ファインダーの明るさは1~5段階に調整することができるので、撮影者の好みで設定することができます。晴天時の雪山などは眩しいほどの明るさなので、設定を明るめに設定しておくとEVFが見やすくなります。また4種類の色調調整もできる上に、細かい調整ができる色調微調整機能が搭載されていたり、カメラを縦位置で構えると自動的に縦型のレイアウトに変更されるなど、撮影時ストレスフリーの機能が満載です。

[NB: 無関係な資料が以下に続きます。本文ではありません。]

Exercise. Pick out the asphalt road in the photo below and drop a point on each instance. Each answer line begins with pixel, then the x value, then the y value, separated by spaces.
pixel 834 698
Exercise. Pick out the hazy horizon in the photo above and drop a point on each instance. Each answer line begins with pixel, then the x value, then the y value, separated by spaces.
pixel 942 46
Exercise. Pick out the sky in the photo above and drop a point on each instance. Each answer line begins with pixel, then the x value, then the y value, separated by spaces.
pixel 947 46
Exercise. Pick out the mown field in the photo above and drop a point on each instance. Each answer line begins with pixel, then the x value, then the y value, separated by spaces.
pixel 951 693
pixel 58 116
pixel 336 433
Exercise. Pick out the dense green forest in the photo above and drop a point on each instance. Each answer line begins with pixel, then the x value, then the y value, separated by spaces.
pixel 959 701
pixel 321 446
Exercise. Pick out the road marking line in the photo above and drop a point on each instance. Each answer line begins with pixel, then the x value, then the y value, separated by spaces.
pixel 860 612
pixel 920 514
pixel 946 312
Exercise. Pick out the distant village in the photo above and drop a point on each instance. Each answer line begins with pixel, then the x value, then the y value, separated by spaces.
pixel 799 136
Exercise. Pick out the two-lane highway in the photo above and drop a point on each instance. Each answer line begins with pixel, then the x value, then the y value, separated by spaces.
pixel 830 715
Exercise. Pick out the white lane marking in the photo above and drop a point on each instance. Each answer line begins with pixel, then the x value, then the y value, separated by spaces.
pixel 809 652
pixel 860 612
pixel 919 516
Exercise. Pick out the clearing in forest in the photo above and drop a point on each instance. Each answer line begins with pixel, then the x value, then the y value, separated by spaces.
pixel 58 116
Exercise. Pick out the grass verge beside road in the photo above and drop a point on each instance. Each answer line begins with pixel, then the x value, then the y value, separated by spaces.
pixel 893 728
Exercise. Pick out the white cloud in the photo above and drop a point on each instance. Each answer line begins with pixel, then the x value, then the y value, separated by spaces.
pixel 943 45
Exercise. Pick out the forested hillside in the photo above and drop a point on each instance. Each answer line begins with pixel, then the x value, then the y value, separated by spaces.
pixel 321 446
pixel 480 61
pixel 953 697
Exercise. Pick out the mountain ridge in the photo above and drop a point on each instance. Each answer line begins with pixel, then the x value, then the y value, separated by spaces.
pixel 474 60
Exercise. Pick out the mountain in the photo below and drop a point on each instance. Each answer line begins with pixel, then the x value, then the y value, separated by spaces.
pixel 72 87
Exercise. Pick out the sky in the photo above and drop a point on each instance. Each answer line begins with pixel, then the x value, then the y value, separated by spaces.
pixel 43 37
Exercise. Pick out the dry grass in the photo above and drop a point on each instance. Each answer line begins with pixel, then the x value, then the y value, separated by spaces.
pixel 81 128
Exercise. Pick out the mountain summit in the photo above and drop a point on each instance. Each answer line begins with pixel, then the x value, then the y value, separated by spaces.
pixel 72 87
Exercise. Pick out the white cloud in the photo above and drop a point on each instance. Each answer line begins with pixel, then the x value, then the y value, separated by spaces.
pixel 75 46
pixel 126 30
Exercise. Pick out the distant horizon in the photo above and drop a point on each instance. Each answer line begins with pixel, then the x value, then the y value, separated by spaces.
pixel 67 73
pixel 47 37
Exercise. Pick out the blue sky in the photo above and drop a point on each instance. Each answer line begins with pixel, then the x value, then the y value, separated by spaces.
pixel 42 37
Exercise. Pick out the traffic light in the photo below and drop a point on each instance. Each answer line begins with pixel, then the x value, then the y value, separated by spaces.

真夏の昼間に撮影した際、モニターで撮影画像を確認しようとしても反射してしまい見づらいことが多々あり、ストレスを抱えていましたが、EOS R5の優秀なEVFのおかげでその場で再生画像を確認しやすくなり、余計なものが入っていないかなど隅々まで現場で対応することができるようになりました。
最大100%の広範囲AFエリア
EOS R5のデュアルピクセルCMOS AF IIは最大100%の測距が可能で、風景写真を撮影する際に使用するAF方式(スポット1点AFや1点AFなど)の任意選択時でもRFレンズ使用時は縦約100%、横約90%と自由度が高くなりました。一眼レフでは画面端の被写体にピント合わせをするときはAFロックを使用していましたが、画面端までAFエリアが広がったことで、構図の自由度が増し効率的かつシャッターチャンスを逃さなくなりました。AFフレームを素早く移動させるため、ボタンカスタマイズでマルチコントローラーのAFフレームダイレクト選択を設定しておくと便利です。

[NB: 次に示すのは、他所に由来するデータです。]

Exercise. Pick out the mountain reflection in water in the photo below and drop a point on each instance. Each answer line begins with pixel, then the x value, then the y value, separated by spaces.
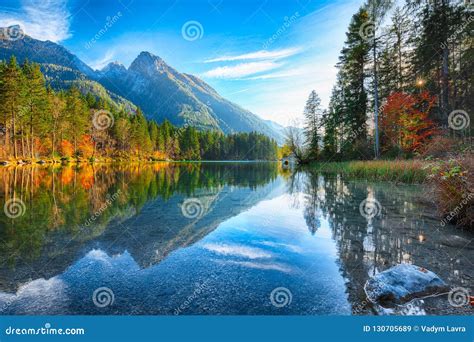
pixel 254 228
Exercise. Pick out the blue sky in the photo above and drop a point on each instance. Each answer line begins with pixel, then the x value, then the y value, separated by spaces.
pixel 265 55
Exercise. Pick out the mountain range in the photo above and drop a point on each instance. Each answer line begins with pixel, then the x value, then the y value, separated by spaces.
pixel 150 83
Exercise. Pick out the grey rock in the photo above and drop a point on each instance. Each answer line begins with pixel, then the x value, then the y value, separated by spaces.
pixel 402 283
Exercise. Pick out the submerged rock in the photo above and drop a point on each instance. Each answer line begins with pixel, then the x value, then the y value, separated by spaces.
pixel 402 283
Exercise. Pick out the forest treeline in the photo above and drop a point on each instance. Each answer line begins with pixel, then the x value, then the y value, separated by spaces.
pixel 38 122
pixel 405 77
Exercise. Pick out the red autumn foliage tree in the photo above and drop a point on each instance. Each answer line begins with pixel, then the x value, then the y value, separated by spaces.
pixel 404 122
pixel 67 149
pixel 86 146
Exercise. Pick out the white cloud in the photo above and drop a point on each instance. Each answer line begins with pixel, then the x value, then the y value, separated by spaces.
pixel 241 70
pixel 262 54
pixel 40 19
pixel 100 63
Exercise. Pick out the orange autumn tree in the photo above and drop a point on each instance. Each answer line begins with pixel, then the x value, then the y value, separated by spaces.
pixel 66 148
pixel 86 146
pixel 404 122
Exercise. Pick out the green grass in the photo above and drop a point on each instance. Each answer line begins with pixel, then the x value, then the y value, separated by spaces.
pixel 405 171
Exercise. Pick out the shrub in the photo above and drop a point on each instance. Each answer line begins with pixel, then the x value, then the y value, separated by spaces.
pixel 453 185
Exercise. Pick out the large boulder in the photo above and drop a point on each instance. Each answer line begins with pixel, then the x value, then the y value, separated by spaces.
pixel 402 283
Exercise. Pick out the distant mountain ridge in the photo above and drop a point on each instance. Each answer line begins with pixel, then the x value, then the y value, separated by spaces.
pixel 159 90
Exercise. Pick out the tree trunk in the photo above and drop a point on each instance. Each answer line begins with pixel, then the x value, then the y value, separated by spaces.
pixel 444 83
pixel 376 104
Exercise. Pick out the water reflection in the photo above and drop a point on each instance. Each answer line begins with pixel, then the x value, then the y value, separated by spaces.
pixel 122 227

朝焼けが広がる空を主役に、右下に富士山を脇役に据え撮影しました。今までの一眼レフのファインダーでは、この富士山の位置にAFフレームポジションがないため、ピント合わせをしてAFロックをして構図を作るのにどうしてもタイムラグが発生してしまいました。しかしEOS R5のAFフレーム任意選択時の選択可能ポジション数は5,940ポジションと自由度が高く、画面端まで網羅しているおかげで刻々と変化する空も時間を無駄にすることなく撮影できました。

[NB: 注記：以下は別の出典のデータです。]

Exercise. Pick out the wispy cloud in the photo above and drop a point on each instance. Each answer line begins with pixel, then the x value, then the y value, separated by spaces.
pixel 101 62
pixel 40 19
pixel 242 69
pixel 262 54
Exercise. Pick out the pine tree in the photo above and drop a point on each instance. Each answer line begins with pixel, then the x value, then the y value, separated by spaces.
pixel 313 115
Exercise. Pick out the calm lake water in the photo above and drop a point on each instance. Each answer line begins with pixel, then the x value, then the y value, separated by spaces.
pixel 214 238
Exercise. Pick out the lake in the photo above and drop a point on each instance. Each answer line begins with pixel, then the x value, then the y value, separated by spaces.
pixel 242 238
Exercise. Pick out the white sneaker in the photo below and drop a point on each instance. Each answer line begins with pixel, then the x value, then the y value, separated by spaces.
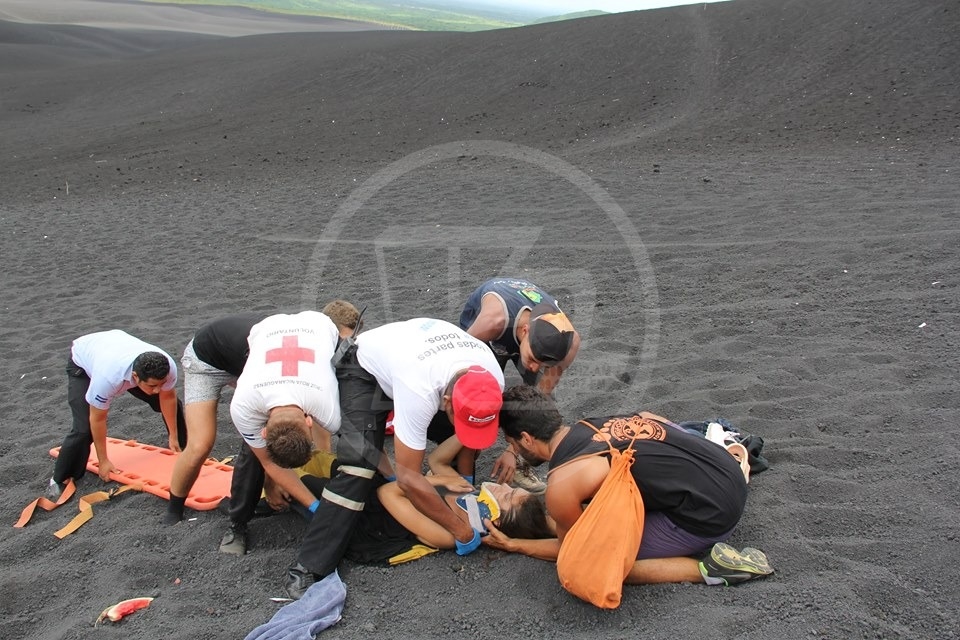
pixel 53 490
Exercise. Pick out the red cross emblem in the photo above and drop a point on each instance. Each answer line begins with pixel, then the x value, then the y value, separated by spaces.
pixel 290 355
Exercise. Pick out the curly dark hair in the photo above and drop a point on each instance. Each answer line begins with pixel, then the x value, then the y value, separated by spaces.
pixel 528 522
pixel 151 365
pixel 528 409
pixel 287 444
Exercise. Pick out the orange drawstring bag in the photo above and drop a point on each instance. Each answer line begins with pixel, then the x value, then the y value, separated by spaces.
pixel 600 548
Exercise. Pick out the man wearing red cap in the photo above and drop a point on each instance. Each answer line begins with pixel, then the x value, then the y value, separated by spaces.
pixel 524 324
pixel 418 368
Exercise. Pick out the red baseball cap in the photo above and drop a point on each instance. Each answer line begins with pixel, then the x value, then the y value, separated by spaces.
pixel 477 399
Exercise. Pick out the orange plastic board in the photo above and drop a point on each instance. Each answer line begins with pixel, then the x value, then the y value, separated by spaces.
pixel 151 467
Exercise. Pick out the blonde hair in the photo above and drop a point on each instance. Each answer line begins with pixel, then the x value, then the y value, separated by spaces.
pixel 343 314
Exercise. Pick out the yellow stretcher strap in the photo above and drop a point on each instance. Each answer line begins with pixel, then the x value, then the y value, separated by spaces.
pixel 45 504
pixel 415 552
pixel 86 507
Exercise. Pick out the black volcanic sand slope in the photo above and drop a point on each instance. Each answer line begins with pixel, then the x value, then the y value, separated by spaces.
pixel 748 208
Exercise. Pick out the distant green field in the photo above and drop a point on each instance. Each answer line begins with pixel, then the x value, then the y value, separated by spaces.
pixel 387 14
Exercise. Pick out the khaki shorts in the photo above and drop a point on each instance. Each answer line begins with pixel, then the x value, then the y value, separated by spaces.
pixel 201 381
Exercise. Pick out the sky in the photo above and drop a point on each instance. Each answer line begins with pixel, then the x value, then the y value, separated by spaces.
pixel 613 6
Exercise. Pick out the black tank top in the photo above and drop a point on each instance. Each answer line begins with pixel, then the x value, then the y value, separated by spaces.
pixel 693 481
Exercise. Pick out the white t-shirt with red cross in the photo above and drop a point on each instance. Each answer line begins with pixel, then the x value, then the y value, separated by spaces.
pixel 414 361
pixel 289 364
pixel 107 357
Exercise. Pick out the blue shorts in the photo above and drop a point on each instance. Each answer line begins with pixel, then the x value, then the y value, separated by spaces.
pixel 663 539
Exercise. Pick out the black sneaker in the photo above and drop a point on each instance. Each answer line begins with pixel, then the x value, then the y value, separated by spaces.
pixel 54 489
pixel 725 565
pixel 234 541
pixel 298 580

EOS R5には8つのAF方式が用意されているので、被写体の大きさや動きなどに合わせて使い分けることができます。雪降る中でオシドリがエサを求め歩きまわっていたため、ラージゾーンAF(横)に設定しサーボAF、検出する被写体を動物優先にすることで、被写体を見失わずに撮影することができました。
まとめ
一眼レフ機からミラーレス機に乗り換える際、一番懸念していたEVFですが、光学ファインダーと遜色なく、むしろより便利に進化しているので、風景写真を普段撮影している人も違和感なくEOS R5に乗り換えることができると思います。強力な手ブレ補正機構(協調IS)や広範囲のAFエリア、そしてバリアングルモニターなどにより、今まで撮影できなかった風景さえも撮れるようになっています。自然の美しい姿をそのままリアルに表現できるEOS R5はなくては、ならない相棒になりました。
■写真家:八木千賀子
愛知県出身。幼い頃より自然に惹かれカメラと出会う。隻眼の自分自身と一眼レフに共通点を見いだし風景写真家を志す。辰野清氏に師事し2016年に【The Photographers3(BS朝日)】出演をきっかけに風景写真家として歩み始める。カメラ雑誌、書籍など執筆や講師として活動。